Commons : Maximilian Kolbe  - Collection of images, videos and audio files

supporting documents

  1. G. Fussenegger: Kolbe, Maximilian . In: Josef Höfer , Karl Rahner (Hrsg.): Lexicon for theology and church . 2nd Edition. tape 6 . Herder, Freiburg im Breisgau 1961, Sp. 370 .
  2. Christof Dahm:  Kolbe, Maximilian Maria (religious name), Rajmund (baptismal name). In: Biographisch-Bibliographisches Kirchenlexikon (BBKL). Volume 4, Bautz, Herzberg 1992, ISBN 3-88309-038-7 , Sp. 327-331.
  3. ^ Strzelecka: Maksymilian M. Kolbe. Live and Die for Others , p. 6.
  4. ^ Strzelecka: Maksymilian M. Kolbe. Live and Die for Others , p. 7.

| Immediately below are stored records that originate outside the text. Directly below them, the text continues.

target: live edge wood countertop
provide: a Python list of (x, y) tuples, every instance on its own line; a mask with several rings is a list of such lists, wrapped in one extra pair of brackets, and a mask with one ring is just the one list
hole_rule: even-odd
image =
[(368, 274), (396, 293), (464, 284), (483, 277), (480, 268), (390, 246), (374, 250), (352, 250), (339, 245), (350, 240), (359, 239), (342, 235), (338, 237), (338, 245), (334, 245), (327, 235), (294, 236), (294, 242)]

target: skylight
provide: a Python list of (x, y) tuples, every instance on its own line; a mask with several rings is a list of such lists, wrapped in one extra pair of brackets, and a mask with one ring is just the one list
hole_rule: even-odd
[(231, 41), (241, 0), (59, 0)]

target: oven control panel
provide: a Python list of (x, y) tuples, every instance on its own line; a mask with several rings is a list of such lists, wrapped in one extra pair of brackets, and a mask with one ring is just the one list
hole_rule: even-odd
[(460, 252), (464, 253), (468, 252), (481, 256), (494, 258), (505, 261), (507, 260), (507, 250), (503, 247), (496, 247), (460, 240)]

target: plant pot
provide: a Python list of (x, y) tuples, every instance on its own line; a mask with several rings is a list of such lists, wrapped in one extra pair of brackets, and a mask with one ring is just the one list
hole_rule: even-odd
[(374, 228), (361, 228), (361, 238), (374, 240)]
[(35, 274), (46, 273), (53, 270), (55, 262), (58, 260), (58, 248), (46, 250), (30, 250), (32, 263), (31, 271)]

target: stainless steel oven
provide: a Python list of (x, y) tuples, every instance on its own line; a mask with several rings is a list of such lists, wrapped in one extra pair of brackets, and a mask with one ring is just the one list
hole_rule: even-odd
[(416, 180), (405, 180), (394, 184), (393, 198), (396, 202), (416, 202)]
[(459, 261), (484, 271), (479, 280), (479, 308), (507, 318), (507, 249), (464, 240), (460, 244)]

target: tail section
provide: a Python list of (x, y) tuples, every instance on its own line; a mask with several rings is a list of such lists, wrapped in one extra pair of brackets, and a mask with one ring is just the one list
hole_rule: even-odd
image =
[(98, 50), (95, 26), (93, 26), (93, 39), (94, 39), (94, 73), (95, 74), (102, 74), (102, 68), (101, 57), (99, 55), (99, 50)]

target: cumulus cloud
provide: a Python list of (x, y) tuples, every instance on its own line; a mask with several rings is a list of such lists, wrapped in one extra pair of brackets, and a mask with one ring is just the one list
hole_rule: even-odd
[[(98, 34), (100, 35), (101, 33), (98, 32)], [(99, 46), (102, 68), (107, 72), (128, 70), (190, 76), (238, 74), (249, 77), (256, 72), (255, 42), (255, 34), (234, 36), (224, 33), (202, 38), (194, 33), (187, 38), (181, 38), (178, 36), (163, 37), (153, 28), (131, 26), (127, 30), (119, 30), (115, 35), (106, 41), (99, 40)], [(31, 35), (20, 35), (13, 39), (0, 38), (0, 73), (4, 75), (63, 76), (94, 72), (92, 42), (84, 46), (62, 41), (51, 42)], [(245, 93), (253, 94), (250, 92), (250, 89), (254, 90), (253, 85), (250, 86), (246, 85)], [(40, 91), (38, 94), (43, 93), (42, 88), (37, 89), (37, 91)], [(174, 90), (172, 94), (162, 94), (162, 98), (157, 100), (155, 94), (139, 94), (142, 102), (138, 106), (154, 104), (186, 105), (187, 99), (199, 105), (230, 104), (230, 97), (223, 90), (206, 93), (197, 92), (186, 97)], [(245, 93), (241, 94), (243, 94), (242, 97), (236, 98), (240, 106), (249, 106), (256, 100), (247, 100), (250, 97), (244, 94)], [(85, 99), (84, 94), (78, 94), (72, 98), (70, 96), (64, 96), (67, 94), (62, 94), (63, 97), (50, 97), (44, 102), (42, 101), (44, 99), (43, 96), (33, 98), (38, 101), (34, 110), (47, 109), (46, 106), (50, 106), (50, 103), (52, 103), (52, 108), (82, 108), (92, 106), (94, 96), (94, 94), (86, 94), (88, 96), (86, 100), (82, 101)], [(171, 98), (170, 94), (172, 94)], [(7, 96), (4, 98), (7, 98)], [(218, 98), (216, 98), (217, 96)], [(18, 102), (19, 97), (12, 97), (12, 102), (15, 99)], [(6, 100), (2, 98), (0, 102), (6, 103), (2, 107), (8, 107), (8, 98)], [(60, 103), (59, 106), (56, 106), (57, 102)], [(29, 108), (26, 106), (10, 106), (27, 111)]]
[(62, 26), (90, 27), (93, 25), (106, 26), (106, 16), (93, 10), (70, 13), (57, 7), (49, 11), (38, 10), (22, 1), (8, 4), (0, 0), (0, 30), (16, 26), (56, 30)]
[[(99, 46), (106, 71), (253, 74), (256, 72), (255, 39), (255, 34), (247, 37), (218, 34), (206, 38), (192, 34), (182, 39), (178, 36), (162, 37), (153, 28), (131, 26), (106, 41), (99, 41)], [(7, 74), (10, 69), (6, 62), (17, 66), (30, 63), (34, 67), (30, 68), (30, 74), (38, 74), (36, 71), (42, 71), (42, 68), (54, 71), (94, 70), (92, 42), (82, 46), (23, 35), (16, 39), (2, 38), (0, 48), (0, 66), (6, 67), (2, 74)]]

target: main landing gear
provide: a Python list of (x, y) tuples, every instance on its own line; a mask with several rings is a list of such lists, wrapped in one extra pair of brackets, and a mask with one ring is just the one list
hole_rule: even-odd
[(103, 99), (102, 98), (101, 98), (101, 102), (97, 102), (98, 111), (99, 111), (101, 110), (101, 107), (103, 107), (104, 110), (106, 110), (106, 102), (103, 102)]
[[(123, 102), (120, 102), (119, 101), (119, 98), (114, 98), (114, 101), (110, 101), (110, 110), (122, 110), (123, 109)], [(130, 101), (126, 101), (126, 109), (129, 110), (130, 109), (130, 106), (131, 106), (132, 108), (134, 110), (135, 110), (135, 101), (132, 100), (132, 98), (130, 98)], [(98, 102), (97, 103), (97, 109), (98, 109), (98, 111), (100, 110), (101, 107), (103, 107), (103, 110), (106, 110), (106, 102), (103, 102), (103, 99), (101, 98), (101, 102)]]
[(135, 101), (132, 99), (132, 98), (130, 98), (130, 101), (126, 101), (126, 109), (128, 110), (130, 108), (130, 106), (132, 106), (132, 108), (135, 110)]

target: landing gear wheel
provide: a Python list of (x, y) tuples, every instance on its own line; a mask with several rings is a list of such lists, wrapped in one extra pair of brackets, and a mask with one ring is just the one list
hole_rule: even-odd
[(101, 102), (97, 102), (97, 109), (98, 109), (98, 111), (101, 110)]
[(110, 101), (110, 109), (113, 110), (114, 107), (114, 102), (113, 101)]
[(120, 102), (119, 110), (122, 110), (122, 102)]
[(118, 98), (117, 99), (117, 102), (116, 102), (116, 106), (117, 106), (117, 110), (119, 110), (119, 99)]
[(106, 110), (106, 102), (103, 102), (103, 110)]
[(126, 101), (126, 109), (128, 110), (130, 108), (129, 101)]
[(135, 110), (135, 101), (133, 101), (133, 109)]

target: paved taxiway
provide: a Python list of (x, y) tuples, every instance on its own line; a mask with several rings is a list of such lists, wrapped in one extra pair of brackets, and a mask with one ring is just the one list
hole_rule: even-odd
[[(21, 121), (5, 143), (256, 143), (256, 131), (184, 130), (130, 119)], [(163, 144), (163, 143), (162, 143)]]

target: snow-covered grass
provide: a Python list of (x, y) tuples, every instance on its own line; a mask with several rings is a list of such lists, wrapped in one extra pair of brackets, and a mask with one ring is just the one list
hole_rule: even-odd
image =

  5. Strzelecka: Maksymilian M. Kolbe. Live and Die for Others , p. 7f.
  6. ^ Saint Maximilian Kolbe Radio Net. Retrieved October 30, 2020 .
  7. ↑ Reference date: August 14, 1941 - Maximilian Kolbe dies in the Auschwitz concentration camp. WDR 2 August 14, 2016, 9:40 a.m.
  8. Götz Aly : Europe against the Jews 1880-1945 . Fischer, Frankfurt am Main 2017, p. 261 f.
  9. ^ Visit of Pope Francis in Auschwitz on the Tagesschau website
  10. ^ Strzelecka: Maksymilian M. Kolbe. Live and die for others.